Questo lungo periodo di convalescenza [dell’infortunio di Franco Bomprezzi il nostro sito si è occupato nel novembre scorso, con il testo intitolato In quella brulicante «officina della salute», disponibile cliccando qui, N.d.R.] mi è molto servito per confrontarmi con me stesso, sul senso della mia esistenza, sul passato, sui ricordi, sul mio rapporto con la disabilità che mi appartiene e mi connota da quando sono nato.
Ammetto che questa volta ho avuto sinceramente paura di non riuscire a tornare alla consueta autonomia personale, faticosa e complessa, ma reale, e frutto di un lavoro minuzioso di decenni, sui movimenti, sulla postura, sul rapporto fra il mio corpo, un tutore ortopedico, la sedia a rotelle, lo spazio che mi circonda, gli ausili, la casa, l’automobile. Una paura più che comprensibile, se è vero che mi avvicino ai sessant’anni, e dunque legittimamente il mio organismo potrebbe aver rallentato nei processi di calcificazione delle ossa, e la muscolatura avrebbe tutto il diritto di non rispondere rapidamente ai miei comandi.
Ho potuto contare su un servizio assiduo, competente e affettuoso, di assistenza domiciliare, che mi ha accompagnato per mesi, consentendomi almeno le operazioni fondamentali della vita quotidiana: alzarmi, lavarmi, vestirmi. Ogni giorno, mattina e sera, perché da solo non ci sarei riuscito.
Avrei potuto adagiarmi su questa sicurezza, su questo aiuto robusto e puntuale. Ma avrei tradito me stesso, il mio modo di concepire la vita, e la sfida, mai terminata, con i miei limiti. E allora piano piano, giorno dopo giorno, ho fatto un piccolo tentativo in più per forzare i movimenti, per riprendere i gesti consueti, specialmente da quando, a metà gennaio, ho avuto la conferma che le fratture, non si sa come, si stavano saldando, senza problemi né ulteriori conseguenze invalidanti.
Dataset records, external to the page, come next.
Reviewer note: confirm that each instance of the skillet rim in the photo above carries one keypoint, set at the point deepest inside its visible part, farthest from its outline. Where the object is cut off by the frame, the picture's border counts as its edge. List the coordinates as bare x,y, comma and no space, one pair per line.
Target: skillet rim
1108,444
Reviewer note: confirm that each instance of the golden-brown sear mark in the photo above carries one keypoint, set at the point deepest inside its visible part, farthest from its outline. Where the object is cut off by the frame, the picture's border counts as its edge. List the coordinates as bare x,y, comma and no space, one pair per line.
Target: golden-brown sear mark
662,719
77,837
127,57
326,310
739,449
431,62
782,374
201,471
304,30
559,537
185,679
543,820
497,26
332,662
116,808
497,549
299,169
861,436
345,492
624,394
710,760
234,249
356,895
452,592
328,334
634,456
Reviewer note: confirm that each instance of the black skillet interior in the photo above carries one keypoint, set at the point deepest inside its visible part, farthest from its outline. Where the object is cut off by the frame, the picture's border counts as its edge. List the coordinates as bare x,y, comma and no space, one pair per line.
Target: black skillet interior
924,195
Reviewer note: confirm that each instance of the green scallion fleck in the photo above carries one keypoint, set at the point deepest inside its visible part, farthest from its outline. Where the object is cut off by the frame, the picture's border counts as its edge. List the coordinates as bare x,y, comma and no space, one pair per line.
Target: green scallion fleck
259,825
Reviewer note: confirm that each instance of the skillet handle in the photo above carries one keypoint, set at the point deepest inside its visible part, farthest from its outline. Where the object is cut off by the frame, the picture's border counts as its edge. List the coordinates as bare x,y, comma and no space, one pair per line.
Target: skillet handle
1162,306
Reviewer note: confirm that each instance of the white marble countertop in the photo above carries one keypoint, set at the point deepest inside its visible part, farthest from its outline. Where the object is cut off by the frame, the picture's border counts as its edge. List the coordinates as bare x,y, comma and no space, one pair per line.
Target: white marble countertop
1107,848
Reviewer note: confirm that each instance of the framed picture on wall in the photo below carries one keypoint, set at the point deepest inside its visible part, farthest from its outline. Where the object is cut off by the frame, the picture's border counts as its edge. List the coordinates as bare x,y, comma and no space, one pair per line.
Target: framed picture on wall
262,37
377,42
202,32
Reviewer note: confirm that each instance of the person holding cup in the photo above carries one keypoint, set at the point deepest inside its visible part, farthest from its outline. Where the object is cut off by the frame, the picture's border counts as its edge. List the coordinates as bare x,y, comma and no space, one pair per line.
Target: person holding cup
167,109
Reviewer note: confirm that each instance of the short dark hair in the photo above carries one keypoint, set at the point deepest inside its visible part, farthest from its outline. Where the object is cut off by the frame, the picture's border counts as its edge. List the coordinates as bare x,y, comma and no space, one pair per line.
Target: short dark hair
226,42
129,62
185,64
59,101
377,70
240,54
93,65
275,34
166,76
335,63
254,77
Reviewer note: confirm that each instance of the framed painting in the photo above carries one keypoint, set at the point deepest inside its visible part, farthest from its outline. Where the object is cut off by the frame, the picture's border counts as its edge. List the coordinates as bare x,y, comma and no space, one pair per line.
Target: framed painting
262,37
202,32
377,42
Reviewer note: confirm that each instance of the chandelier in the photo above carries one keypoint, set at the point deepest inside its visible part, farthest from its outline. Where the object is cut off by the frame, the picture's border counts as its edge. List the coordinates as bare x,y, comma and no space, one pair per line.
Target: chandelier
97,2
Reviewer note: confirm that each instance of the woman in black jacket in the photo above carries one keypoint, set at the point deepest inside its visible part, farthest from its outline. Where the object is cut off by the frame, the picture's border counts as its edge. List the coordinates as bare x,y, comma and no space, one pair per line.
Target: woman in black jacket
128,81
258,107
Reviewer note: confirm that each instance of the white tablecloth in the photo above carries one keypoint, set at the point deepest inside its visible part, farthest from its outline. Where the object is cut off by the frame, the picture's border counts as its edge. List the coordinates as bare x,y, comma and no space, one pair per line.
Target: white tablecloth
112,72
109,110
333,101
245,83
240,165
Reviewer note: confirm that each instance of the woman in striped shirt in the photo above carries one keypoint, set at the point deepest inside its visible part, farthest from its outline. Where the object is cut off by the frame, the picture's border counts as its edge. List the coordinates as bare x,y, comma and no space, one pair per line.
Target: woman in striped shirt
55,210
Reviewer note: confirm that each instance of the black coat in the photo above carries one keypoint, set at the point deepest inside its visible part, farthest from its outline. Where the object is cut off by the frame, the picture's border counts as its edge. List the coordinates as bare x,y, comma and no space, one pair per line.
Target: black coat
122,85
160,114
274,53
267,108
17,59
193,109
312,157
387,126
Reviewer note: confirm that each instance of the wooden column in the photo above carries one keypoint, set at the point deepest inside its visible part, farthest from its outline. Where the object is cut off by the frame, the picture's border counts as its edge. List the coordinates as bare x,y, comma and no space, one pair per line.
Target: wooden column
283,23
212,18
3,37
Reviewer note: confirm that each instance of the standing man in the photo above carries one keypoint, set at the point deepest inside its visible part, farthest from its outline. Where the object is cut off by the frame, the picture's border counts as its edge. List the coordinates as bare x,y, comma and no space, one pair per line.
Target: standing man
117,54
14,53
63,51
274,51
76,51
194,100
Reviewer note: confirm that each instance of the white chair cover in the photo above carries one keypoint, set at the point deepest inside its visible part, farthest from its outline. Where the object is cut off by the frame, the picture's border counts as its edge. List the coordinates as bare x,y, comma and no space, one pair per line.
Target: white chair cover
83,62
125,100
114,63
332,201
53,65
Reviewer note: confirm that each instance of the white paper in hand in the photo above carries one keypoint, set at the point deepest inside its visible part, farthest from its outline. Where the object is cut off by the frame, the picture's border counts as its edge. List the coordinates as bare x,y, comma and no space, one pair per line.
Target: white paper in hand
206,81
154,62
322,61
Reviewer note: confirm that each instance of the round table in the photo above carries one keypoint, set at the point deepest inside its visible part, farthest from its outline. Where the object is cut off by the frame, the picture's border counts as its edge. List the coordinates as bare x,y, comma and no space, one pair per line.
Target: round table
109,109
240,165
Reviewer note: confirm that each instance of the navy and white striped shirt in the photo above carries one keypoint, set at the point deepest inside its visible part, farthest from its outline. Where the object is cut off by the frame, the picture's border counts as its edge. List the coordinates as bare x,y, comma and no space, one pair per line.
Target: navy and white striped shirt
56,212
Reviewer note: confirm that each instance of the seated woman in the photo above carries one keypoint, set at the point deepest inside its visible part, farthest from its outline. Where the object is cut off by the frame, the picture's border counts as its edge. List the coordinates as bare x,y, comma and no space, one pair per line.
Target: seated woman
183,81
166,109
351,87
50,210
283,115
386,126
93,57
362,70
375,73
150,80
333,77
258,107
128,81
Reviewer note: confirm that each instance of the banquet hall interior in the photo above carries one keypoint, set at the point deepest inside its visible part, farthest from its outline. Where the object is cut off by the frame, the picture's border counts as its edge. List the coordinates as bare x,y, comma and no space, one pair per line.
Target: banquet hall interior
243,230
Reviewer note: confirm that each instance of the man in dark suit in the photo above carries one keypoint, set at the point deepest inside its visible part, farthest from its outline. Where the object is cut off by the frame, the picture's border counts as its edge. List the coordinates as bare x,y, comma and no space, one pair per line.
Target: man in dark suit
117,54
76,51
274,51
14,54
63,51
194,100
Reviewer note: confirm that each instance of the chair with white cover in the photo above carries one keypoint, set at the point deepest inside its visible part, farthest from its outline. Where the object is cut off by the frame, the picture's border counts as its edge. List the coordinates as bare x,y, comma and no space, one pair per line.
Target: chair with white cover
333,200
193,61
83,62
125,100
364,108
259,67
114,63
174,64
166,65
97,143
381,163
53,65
Ho perciò costretto chi mi aiutava, ad aiutarmi ogni giorno di meno, poco alla volta. Ossia a essermi vicino, per darmi sicurezza, con la garanzia di un possibile intervento rapido a supporto dei miei movimenti ancora incerti e impauriti. Ma poi, gradualmente, ce l’ho fatta, fino a quando, non molti giorni fa, sono riuscito a fare di nuovo tutto da me: alzarmi, lavarmi, vestirmi, uscire di casa, guidare.
C’è una contraddizione, dunque, tra la mia situazione di disabilità, reale, consistente – conseguenza di una malattia genetica delle ossa che io cerco di dimenticare, ma che pure esiste e non fa sconti -, e la concezione che oggi sembra prevalere nella comunicazione complessiva, anche politica, sui diritti delle persone disabili. Il mio comportamento, infatti, va in direzione ostinata e contraria, puntando alla normalità, all’autosufficienza, alla libertà dal bisogno. E non solo perché secondo me è giusto provarci, sempre e comunque. Ma anche perché se ognuno di noi fosse messo in condizione di dare il meglio di sé, in termini di auotodeterminazione e di indipendenza, si potrebbe davvero garantire maggiore aiuto e servizio a chi autosufficiente non è e non sarà mai.
Ma il punto difficile, forse, da capire, è proprio questo: anche le persone come me, “a metà del guado”, sono persone con disabilità. Non siamo “falsi invalidi”. Senza una rete di protezione, una serie di servizi, di ausili, di strutture riabilitative, perderemmo rapidamente la nostra autonomia, e diventeremmo, come si usa dire, persone con “handicap grave”. Ecco qual è il punto: in una situazione di welfare decrescente, di servizi ridotti all’osso, di tagli lineari decisi a livello centrale e scaricati in verticale sulle Regioni e sui Comuni, il rischio evidente e concreto è che una fascia consistente di persone che sono riuscite, faticosamente, a conquistarsi una relativa autonomia, siano ricacciate indietro, verso l’area della non autosufficienza.
Non possiamo permetterci di vanificare un percorso lungo decenni che ci ha portato verso l’Europa dei diritti, non l’Europa dei tagli.
Nel mio ritorno alla normalità, nuovamente alle prese con riunioni, convegni, attività di ogni genere, non voglio perdere la lucida consapevolezza di quanto valga questa mia ricchezza di vita, conquistata con orgoglio e con fatica, e alla quale non voglio rinunciare, continuando a lottare, il più a lungo possibile.
*Direttore responsabile di Superando.it. Il presente testo – con una serie di riadattamenti – ne riprende uno apparso anche in «FrancaMente», il blog senza barriere di Vita.blog, con il titolo Elogio della normalità.